Liam has also been accused of making advances to a young woman in Sydney. Julia Kerrigan said she planned to lodge a complaint, claiming that the singer had followed her from her hotel and had stuffed a used tissue down the front of her shirt, saying: "Here, I have something for you", before running away.

As so often happens when Oasis go on tour, the real reason for them to be there - the music - seems to disappear under an avalanche of rowdy behaviour and complaints.

Ticket sales for last night's concert were reported to be poor, and in Adelaide they attracted only 7,000 fans at pounds 20 a ticket. A week earlier U2 had packed the stadium (capacity 12,000) at pounds 60 a head.

It would seem that the Gallagher master-plan of becoming the "biggest rock band in the world" is in danger of collapsing unless they learn to show a little more respect to their fans.

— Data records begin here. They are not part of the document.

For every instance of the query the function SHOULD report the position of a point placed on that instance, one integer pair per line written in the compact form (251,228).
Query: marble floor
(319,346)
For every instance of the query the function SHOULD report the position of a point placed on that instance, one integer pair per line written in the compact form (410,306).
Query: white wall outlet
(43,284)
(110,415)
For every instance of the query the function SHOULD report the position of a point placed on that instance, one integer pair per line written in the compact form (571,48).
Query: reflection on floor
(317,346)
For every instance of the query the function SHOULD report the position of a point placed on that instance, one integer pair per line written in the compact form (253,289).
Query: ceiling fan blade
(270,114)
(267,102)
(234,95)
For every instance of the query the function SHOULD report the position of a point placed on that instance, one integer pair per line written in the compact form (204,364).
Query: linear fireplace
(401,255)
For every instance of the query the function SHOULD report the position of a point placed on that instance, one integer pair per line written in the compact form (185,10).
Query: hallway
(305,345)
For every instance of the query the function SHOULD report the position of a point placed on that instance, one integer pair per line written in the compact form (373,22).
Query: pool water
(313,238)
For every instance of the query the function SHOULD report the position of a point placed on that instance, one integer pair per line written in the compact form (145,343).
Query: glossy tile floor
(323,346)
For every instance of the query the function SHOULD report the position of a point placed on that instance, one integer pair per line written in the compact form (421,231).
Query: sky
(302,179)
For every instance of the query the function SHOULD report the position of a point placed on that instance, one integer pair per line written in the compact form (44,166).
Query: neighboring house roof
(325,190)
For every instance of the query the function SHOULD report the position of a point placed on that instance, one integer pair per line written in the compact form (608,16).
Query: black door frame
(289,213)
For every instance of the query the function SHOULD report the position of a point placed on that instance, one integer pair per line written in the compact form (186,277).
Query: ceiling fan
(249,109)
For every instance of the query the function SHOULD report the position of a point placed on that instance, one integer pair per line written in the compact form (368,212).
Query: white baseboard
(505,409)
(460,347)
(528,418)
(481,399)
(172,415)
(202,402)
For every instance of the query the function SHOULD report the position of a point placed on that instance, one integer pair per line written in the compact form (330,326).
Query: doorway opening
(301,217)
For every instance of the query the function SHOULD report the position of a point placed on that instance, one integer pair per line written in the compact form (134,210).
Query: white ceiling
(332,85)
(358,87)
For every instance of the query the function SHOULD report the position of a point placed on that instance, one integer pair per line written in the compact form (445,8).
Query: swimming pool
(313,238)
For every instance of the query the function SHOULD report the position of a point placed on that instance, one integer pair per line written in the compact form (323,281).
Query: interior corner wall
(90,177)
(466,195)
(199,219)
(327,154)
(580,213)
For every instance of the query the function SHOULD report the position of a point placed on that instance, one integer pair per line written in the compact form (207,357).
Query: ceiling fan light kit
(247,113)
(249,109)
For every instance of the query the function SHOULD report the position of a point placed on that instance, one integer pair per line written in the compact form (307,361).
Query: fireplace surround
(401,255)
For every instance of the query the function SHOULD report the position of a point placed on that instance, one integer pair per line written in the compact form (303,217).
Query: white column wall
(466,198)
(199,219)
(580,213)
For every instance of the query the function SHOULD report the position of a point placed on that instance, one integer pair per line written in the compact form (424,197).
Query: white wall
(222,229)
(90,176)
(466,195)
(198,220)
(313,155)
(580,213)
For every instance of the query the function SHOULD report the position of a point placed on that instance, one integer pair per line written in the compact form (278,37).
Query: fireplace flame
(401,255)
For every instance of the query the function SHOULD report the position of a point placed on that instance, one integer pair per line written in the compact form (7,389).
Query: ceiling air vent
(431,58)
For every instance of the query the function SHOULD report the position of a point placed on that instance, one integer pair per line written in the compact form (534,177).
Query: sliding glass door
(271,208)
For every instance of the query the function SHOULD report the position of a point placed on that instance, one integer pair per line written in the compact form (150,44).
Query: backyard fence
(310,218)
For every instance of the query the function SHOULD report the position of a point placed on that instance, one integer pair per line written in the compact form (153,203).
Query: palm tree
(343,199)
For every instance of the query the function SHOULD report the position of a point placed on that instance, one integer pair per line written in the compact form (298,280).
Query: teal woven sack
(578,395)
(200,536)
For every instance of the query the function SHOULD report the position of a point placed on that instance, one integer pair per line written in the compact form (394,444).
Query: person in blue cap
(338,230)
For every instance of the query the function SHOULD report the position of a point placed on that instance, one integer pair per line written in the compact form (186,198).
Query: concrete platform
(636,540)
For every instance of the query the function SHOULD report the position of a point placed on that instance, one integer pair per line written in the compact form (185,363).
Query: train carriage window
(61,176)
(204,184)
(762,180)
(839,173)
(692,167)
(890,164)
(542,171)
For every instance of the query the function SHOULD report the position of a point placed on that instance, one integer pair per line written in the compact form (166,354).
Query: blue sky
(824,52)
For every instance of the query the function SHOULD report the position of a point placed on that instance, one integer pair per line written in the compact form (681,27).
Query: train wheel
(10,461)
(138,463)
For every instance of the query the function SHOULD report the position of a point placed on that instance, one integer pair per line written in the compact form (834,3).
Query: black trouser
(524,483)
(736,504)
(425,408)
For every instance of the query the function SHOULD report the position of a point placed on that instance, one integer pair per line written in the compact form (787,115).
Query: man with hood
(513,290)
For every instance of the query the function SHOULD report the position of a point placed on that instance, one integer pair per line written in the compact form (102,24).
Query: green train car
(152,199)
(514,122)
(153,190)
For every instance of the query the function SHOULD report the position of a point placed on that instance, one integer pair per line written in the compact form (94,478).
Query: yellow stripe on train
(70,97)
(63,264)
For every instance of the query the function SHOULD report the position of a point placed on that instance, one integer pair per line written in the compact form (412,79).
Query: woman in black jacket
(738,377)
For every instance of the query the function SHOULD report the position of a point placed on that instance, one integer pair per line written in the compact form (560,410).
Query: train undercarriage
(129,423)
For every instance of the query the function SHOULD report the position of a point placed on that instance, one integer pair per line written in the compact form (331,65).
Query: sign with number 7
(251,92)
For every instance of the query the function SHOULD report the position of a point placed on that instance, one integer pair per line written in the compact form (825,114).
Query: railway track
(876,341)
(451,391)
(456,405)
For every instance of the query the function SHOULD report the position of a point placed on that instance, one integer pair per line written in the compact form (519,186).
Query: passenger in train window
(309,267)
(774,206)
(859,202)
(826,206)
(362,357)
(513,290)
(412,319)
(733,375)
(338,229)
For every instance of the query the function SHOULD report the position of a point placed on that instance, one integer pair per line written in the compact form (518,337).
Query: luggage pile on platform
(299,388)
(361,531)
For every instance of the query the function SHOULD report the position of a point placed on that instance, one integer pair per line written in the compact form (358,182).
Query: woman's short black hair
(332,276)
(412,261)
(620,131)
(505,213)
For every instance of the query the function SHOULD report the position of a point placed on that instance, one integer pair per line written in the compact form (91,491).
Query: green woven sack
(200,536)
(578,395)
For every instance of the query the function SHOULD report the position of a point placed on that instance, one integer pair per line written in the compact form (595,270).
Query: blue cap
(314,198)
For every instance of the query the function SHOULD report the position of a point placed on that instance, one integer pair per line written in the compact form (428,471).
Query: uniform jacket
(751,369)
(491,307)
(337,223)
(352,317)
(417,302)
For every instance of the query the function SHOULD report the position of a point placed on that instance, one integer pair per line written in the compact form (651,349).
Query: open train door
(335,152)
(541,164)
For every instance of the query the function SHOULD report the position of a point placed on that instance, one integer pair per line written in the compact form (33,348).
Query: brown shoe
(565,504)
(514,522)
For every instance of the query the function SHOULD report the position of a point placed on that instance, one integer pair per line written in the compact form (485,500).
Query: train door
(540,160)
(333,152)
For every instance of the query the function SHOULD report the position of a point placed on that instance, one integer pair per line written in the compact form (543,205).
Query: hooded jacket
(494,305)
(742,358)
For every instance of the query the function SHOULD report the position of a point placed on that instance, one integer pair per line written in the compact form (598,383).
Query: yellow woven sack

But whatever the Gallaghers get up to, back at home their mum, Peggy, remains full of pride.

"They will always be my little boys," she says.


At the 1996 Brit Awards, Liam grabbed the gold statuette and said: "Anyone tough enough to take us off the stage can come up now." Referring to the presenter, Chris Evans, he added: "It will take more than Ginger Bollocks to throw us off."

He then turned his back on the audience, bent over and pretended to ram the award up his bottom. He sniffed the end of the statuette as he staggered off stage.


Liam's acceptance of his brother's domination - Noel refers to him only as "our kid" - has caused regular punch-ups between the two. They go days without speaking, even on tour, and Noel once broke a chair over his brother's head. "Our kid can only talk about himself, how many birds he's s**gged and how many tables he's thrown across the bar," said Noel.


"I live for now, not for what happens after I die," said Liam. "I'm going to hell, not heaven. The devil has all the good gear."

In 1996 Liam pulled out of the band's American tour 15 minutes before the plane was due to take off, claiming he had to go house-hunting with his fiancee, Patsy Kensit (left).

"We've got to be out by the weekend. I'm not going around touring the US when I've got nowhere to live. I've got to pack my gear and get a home sorted out. I can't go and look at houses while I'm in America trying to perform for silly f***ing yanks."